“Businesses have never done as much hiring as they do today. They’ve never spent as much money doing it. And they’ve never done a worse job of it.” says Peter Cappelli, professor of management at the Wharton School, in the May-June 2019 issue of HBR. The same sentiment was echoed in The Economist 9th May 2019 issue, which quoted Peter Cappelli and even raised the question, “Why companies are so bad at hiring?”
The search and recruitment practice, as we know it today, started nearly a century ago, after the second world war. So, eight long decades of practice should have made it perfect, and in recent times, with the advent of LinkedIn, big-data and behavioural analytics, it should ideally have been better than ever before. However, if we take a strong and hard look at the success rate of leadership-level hire, we cannot but admit (albeit reluctantly) that the comments are well deserved. As an avid reader of Tibetan Buddhism, my mind goes back to the Search for the Tulku, if I may call it so, the 1000 year old predecessor of today’s executive search practice, a practice which still seems to be getting it right, every time, while our approach is getting it “all wrong”?
The Tulku for Tibetan Buddhists is the reincarnate Lama and the search for the Tulku, is the search process for the future Lama. It has been in practice for centuries, yet, there have been no known complaints or hiring mistakes reported, so far!
As I started comparing the two practices, three significant differences struck me as worth pondering over.
Creation of the Search Mandate
When searching for the ‘Tulku’, what exactly to look for, is often shrouded in riddles and hyperboles; these are not very different from what we recruiters often receive as job descriptions. What is significantly different however, is ‘who’ creates the job description and the search criteria? In case of the ‘Tulku’, it is the current Abbott or Head Lama who himself pens down what exactly to look for, in his next incarnation. Given that many of the leadership-level searches are essentially backfill, how is it that we almost never ask the present or the previous incumbent what we should look for in the person who will eventually succeed him in the given role?
Even though most organizations have a system of succession planning and exit interviews, it is extremely rare to find a connect between the information gleaned through these systems and the search mandate. When has a recruiter / hiring manager asked the current or the last incumbent on what would it take for his/her successor to be more effective? What are the challenges that he / she has to handle on Day 1? What areas of competency and behavioural sets would be critical differentiators?
Sadly, the answer is, almost never.
Culture Trait of the Target Organisation
When searching for the ‘Tulku’, the second aspect to strike me was the emphasis on first identifying the family or clan and the traits of its members. In some search briefs, we do get a list of target companies. However, what is almost never found, is a brief about the culture traits or the gene pool of the organization of the potential candidate.

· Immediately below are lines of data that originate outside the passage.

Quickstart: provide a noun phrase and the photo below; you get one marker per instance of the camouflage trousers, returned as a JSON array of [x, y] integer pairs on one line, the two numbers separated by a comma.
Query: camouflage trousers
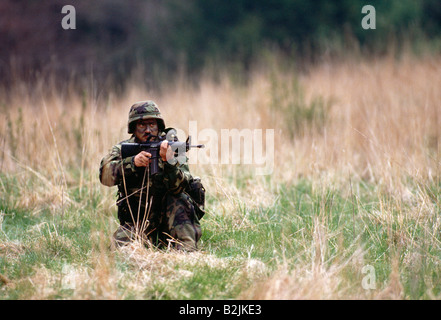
[[174, 223]]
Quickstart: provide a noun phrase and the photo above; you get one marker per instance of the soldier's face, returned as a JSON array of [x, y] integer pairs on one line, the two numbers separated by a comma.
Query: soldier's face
[[146, 127]]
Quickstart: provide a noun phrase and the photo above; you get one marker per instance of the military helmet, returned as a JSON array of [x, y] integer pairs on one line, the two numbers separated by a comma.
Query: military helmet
[[145, 110]]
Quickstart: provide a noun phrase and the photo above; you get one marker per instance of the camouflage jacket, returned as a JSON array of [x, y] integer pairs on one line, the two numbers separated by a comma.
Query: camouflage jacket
[[130, 179]]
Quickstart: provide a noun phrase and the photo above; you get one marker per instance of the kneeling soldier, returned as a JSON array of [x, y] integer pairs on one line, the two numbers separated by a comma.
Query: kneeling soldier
[[160, 208]]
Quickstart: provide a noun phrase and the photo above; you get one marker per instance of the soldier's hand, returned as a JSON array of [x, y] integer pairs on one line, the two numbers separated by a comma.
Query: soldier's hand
[[165, 151], [142, 159]]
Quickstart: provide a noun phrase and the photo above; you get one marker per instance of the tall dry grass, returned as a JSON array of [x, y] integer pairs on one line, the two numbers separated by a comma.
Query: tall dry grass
[[382, 123], [381, 126]]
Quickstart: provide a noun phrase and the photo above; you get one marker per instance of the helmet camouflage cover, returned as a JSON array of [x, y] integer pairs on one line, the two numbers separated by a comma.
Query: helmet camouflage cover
[[144, 110]]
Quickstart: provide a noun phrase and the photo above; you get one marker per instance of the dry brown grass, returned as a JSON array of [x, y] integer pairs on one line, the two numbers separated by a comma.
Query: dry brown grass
[[383, 127]]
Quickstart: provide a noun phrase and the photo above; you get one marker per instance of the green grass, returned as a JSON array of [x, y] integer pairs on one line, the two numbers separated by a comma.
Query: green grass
[[306, 227]]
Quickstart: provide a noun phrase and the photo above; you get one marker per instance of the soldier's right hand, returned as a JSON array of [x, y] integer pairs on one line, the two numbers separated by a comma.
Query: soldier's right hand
[[142, 159]]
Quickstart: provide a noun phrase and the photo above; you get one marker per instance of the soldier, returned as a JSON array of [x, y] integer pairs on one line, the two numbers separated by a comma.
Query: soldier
[[156, 208]]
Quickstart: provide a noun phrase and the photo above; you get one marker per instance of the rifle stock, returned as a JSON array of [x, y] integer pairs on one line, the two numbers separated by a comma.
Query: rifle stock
[[132, 149]]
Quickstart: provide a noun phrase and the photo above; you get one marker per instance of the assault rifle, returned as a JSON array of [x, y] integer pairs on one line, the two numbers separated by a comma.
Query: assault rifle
[[152, 147]]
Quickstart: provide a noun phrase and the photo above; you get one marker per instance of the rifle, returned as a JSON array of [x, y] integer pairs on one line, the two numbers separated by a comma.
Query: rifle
[[152, 147]]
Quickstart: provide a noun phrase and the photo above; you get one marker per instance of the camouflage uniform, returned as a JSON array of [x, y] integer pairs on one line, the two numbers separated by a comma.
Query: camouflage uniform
[[158, 208]]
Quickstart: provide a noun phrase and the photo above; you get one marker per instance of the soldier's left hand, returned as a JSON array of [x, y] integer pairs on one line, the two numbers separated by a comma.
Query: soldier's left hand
[[165, 151]]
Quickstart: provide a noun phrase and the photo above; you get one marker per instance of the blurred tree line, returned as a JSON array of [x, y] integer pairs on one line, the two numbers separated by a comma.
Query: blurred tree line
[[115, 38]]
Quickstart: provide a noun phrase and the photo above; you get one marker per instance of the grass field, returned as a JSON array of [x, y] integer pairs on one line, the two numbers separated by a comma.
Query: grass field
[[350, 211]]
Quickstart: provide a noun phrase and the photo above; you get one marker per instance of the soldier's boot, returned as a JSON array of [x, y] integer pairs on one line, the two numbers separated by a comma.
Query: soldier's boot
[[183, 225], [126, 234]]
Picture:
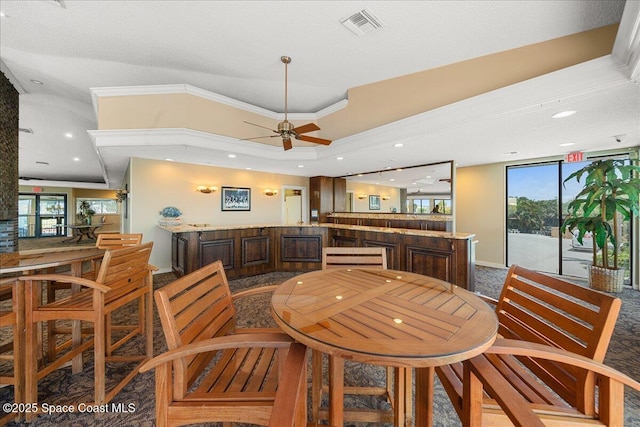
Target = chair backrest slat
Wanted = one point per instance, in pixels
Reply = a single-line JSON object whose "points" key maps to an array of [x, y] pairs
{"points": [[125, 269], [193, 308], [118, 240], [542, 309], [354, 257]]}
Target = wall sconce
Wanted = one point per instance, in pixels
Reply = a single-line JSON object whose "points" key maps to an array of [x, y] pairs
{"points": [[206, 190], [121, 195]]}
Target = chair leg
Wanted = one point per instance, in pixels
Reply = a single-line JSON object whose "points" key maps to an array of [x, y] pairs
{"points": [[99, 344], [149, 317], [30, 357], [316, 384]]}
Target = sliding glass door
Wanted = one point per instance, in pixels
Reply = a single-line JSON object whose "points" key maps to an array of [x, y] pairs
{"points": [[536, 206], [532, 217]]}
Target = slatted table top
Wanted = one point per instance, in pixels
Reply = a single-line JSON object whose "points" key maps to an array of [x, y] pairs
{"points": [[387, 317], [40, 259]]}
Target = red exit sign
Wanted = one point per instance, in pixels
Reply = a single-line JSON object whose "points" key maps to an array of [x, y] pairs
{"points": [[575, 156]]}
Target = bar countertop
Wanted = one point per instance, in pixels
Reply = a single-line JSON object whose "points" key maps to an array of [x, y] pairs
{"points": [[199, 227]]}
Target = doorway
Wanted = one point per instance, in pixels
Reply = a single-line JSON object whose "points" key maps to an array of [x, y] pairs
{"points": [[536, 205], [294, 205]]}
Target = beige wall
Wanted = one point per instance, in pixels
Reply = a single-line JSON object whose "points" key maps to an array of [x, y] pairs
{"points": [[480, 201], [157, 184]]}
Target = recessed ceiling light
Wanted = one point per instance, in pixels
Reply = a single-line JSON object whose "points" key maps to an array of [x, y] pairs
{"points": [[563, 114]]}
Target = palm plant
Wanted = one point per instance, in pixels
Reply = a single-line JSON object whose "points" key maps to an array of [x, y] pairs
{"points": [[610, 194]]}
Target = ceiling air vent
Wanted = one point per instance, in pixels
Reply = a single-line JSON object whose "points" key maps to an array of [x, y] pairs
{"points": [[362, 22], [57, 3]]}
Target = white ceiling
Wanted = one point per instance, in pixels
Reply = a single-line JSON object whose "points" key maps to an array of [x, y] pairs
{"points": [[233, 48]]}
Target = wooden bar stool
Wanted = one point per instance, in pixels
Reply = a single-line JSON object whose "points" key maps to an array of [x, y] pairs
{"points": [[12, 350]]}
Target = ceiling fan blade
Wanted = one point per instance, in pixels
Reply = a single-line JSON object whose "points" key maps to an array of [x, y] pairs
{"points": [[259, 137], [260, 126], [314, 139], [310, 127]]}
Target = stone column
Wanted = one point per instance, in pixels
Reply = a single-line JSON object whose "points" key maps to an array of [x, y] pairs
{"points": [[8, 172]]}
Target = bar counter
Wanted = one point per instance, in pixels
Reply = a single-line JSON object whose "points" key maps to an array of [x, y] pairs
{"points": [[261, 248]]}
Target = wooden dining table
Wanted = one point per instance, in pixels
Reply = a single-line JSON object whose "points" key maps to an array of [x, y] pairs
{"points": [[389, 318], [40, 260]]}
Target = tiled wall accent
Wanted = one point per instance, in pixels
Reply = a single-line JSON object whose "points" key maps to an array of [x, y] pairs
{"points": [[8, 170]]}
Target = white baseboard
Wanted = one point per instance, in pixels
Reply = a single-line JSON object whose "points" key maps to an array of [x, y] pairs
{"points": [[491, 265]]}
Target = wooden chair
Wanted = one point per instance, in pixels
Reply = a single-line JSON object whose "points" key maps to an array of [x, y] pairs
{"points": [[351, 257], [11, 349], [123, 277], [106, 241], [557, 334], [214, 371]]}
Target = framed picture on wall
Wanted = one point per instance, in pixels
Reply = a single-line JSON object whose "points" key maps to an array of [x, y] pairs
{"points": [[236, 199], [374, 203]]}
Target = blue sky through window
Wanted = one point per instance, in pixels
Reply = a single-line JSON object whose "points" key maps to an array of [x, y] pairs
{"points": [[540, 182]]}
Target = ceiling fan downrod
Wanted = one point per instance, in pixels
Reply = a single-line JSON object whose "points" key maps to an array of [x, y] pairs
{"points": [[286, 61]]}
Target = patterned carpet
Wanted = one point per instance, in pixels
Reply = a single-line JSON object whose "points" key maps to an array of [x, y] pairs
{"points": [[61, 387]]}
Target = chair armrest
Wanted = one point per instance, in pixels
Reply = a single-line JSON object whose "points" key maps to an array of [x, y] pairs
{"points": [[66, 279], [272, 340], [487, 299], [289, 406], [541, 351], [253, 291]]}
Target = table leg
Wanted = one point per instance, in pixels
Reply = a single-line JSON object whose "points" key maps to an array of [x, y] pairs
{"points": [[424, 396], [400, 397], [76, 236], [76, 325], [336, 391]]}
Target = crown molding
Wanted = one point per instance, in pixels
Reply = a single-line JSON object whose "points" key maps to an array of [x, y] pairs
{"points": [[626, 49], [205, 94]]}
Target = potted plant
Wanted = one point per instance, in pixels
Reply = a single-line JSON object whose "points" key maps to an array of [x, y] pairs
{"points": [[610, 195], [85, 212], [170, 216]]}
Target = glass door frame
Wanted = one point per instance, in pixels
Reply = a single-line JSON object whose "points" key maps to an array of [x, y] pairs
{"points": [[560, 173]]}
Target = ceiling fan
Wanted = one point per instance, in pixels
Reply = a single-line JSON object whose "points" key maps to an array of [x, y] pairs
{"points": [[286, 130]]}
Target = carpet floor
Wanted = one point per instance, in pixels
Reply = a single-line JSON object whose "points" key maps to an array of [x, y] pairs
{"points": [[61, 387]]}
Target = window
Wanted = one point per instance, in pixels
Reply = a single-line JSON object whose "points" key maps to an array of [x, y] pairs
{"points": [[444, 206], [419, 205], [100, 206]]}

As culture and cultural fit becomes a hot button issue in most progressive organizations, one recognizes the need for search mandates that include the culture trait of the target organization. Recruiters and hiring managers will then do well to identify methods to compare the traits of the candidate’s current or past organization to find the culture match. This should be a critical part of the search process, as, at the very least, it will create a post-hiring-bridge intervention for known gaps, even if we end up hiring “not-a-culture-matched” candidate.

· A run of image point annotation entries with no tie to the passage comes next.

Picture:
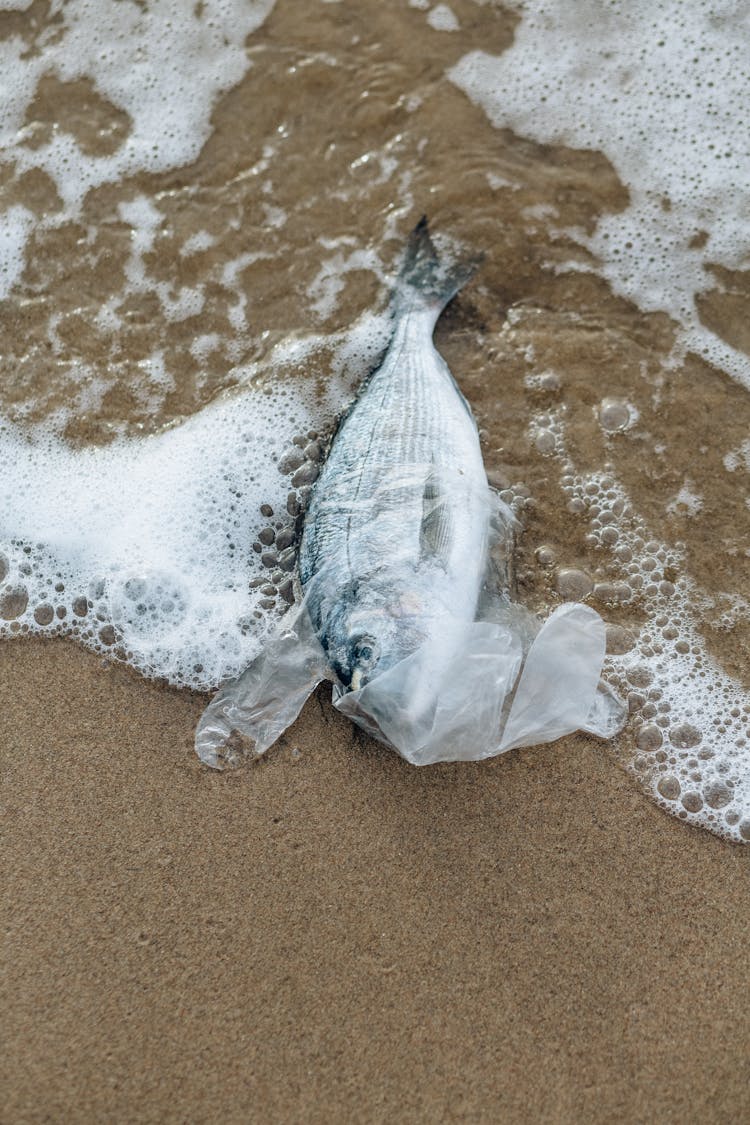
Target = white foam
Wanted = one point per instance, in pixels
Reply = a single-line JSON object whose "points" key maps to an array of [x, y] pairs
{"points": [[155, 550], [442, 18], [169, 97], [688, 740], [15, 226], [662, 92]]}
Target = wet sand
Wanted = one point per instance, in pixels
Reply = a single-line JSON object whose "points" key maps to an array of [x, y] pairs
{"points": [[333, 935]]}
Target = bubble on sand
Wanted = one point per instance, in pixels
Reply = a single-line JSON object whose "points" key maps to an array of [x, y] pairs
{"points": [[574, 584], [615, 415]]}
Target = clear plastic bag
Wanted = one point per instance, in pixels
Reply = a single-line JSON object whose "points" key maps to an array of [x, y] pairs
{"points": [[490, 685]]}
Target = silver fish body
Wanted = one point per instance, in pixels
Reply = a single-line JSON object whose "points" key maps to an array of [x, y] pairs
{"points": [[396, 536]]}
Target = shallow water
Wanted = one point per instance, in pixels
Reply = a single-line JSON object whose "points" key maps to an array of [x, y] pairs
{"points": [[229, 226]]}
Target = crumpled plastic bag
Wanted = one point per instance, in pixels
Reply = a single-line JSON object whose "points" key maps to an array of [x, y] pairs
{"points": [[493, 694]]}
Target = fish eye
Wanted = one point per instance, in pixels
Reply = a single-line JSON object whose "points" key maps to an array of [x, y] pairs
{"points": [[366, 651]]}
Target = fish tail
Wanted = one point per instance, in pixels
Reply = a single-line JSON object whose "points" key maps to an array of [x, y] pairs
{"points": [[424, 279]]}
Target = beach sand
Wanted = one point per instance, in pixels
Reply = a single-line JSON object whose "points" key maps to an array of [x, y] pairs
{"points": [[332, 935]]}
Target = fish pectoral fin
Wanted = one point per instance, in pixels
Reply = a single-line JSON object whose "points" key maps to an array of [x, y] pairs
{"points": [[247, 714], [436, 524]]}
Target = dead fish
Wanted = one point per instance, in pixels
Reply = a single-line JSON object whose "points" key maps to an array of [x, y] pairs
{"points": [[397, 530], [396, 604]]}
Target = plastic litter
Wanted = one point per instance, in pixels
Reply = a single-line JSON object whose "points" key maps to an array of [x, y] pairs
{"points": [[487, 686]]}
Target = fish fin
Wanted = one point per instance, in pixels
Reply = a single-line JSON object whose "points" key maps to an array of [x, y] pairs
{"points": [[426, 280], [435, 528]]}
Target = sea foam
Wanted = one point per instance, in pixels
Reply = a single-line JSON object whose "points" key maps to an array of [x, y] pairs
{"points": [[174, 552], [166, 96], [661, 91]]}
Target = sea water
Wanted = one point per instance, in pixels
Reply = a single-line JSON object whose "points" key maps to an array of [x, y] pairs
{"points": [[202, 210]]}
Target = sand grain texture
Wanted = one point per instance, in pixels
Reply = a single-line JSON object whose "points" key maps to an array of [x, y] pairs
{"points": [[339, 936]]}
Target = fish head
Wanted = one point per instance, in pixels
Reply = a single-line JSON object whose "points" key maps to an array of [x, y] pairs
{"points": [[368, 639]]}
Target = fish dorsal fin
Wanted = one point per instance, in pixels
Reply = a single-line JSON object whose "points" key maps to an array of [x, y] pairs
{"points": [[436, 524]]}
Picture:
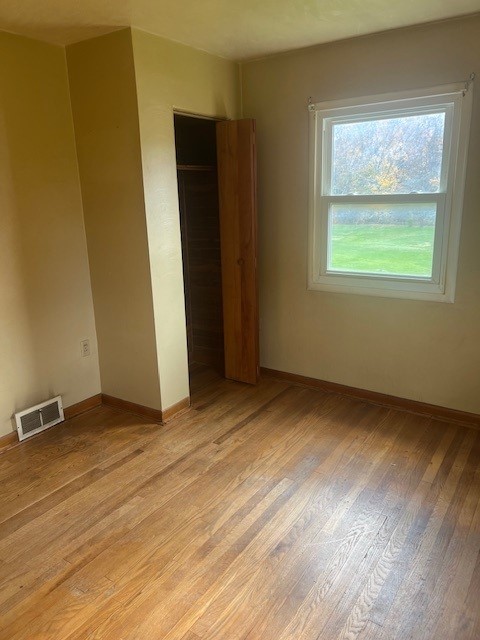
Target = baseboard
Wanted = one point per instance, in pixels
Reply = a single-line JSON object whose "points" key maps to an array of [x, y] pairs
{"points": [[176, 409], [132, 407], [11, 439], [157, 415], [80, 407], [403, 404]]}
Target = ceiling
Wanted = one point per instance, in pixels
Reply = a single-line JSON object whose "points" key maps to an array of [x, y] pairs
{"points": [[237, 29]]}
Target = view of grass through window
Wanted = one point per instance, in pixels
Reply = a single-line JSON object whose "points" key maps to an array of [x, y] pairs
{"points": [[398, 155]]}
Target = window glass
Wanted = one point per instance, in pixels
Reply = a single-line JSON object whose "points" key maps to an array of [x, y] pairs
{"points": [[393, 239], [388, 155]]}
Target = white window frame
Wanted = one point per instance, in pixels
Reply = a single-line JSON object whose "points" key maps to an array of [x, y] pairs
{"points": [[456, 101]]}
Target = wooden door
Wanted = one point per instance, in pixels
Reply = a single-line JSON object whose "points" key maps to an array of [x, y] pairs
{"points": [[236, 161]]}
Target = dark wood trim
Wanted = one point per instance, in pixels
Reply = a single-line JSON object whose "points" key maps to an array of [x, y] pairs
{"points": [[9, 441], [403, 404], [81, 407], [132, 407], [176, 409]]}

Locating the Moral Compass as a Predictor of Future Behaviour
When searching for the Tulku, the final stage of the process requires a check to find out – if the reincarnate / “yangsi” has already gone or is likely to go ‘dirty’ before he is ordained as the ‘Tulku’. In May 2019, a PwC study, found that, ethical lapses led the causes of CEO turnover, for the first time, in the study’s 19-year history. Thus, it is amply clear that traditional reference check and web scraping is no longer enough. While I agree with Peter Cappelli’s opinion that data science driven algorithms are quite far from coming out with a panacea anytime soon, I feel that big data driven assessment tool can be used to predict whether the chosen one has a strong enough moral compass, likely to endure in the mandated job. Such assessment tools must be a critical element in the search process to avoid a spectacular and very public faux pas at a later stage.

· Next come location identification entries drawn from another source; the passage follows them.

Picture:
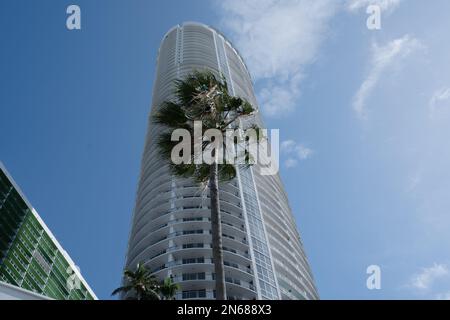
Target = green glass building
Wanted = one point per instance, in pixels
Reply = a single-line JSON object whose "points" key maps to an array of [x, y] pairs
{"points": [[30, 256]]}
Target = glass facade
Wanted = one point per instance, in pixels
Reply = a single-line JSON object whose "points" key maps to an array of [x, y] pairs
{"points": [[29, 256]]}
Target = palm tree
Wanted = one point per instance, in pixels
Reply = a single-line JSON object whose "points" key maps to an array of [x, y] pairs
{"points": [[200, 96], [141, 283], [168, 289]]}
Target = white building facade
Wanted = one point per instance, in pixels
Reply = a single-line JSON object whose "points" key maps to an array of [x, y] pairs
{"points": [[170, 233]]}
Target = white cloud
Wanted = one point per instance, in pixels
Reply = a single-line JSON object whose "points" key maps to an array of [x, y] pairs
{"points": [[443, 296], [439, 100], [383, 57], [291, 163], [385, 5], [278, 38], [428, 276], [295, 152]]}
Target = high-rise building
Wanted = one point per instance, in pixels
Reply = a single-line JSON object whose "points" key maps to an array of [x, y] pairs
{"points": [[263, 253], [33, 265]]}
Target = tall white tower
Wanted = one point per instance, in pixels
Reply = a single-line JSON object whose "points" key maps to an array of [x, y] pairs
{"points": [[263, 252]]}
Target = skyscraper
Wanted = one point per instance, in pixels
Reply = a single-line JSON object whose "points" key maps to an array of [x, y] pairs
{"points": [[33, 265], [263, 253]]}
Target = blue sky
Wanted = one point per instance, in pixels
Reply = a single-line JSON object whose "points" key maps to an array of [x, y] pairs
{"points": [[364, 118]]}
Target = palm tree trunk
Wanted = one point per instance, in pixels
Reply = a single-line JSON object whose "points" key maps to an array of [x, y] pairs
{"points": [[216, 232]]}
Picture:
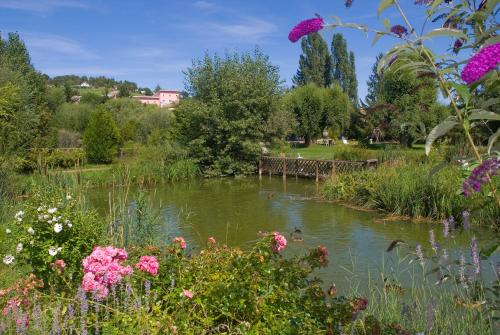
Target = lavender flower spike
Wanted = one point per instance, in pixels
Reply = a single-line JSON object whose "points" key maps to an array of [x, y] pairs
{"points": [[304, 28], [481, 63]]}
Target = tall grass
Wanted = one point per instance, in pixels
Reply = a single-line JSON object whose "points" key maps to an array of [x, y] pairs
{"points": [[411, 190], [423, 304]]}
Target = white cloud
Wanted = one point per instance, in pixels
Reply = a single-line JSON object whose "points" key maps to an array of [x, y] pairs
{"points": [[205, 5], [42, 6], [53, 44], [247, 30]]}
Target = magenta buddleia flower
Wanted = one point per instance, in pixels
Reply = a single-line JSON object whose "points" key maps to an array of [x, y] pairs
{"points": [[481, 63], [399, 30], [423, 2], [457, 45], [305, 27], [481, 175]]}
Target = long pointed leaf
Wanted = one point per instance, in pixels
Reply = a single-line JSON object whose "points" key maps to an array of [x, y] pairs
{"points": [[493, 138]]}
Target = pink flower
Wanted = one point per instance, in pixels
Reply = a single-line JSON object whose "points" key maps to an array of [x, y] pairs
{"points": [[187, 293], [11, 305], [181, 242], [103, 268], [305, 27], [278, 242], [148, 264], [481, 63]]}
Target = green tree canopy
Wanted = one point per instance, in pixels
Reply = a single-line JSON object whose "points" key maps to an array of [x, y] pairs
{"points": [[317, 108], [101, 137], [233, 101], [314, 63]]}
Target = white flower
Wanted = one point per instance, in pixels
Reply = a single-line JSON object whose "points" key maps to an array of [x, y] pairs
{"points": [[57, 227], [19, 216], [53, 251], [8, 259]]}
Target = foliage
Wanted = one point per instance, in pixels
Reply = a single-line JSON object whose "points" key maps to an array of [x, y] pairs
{"points": [[101, 137], [24, 110], [317, 108], [410, 190], [224, 123], [218, 290], [314, 63], [48, 227], [343, 66]]}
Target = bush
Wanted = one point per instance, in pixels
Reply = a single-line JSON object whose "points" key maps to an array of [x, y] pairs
{"points": [[50, 227], [101, 137], [410, 190]]}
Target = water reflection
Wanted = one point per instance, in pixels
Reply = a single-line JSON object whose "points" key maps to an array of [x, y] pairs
{"points": [[235, 210]]}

If you are still thinking success of Tulku has anything to do with magic, think twice. The search for Tulku follows the three practices:
1. Involve the current or immediate ex-role holder to create the job description
2. Check for the culture-quotient match
3. Check for a moral compass, where big data-based assessment tools might help
So, if you are one of those recruiters and hiring managers, who would do anything to make the “wrongs” right again, these three practices might just show you the way, and a trip to a Tibetan Monastery might help you more than anything else!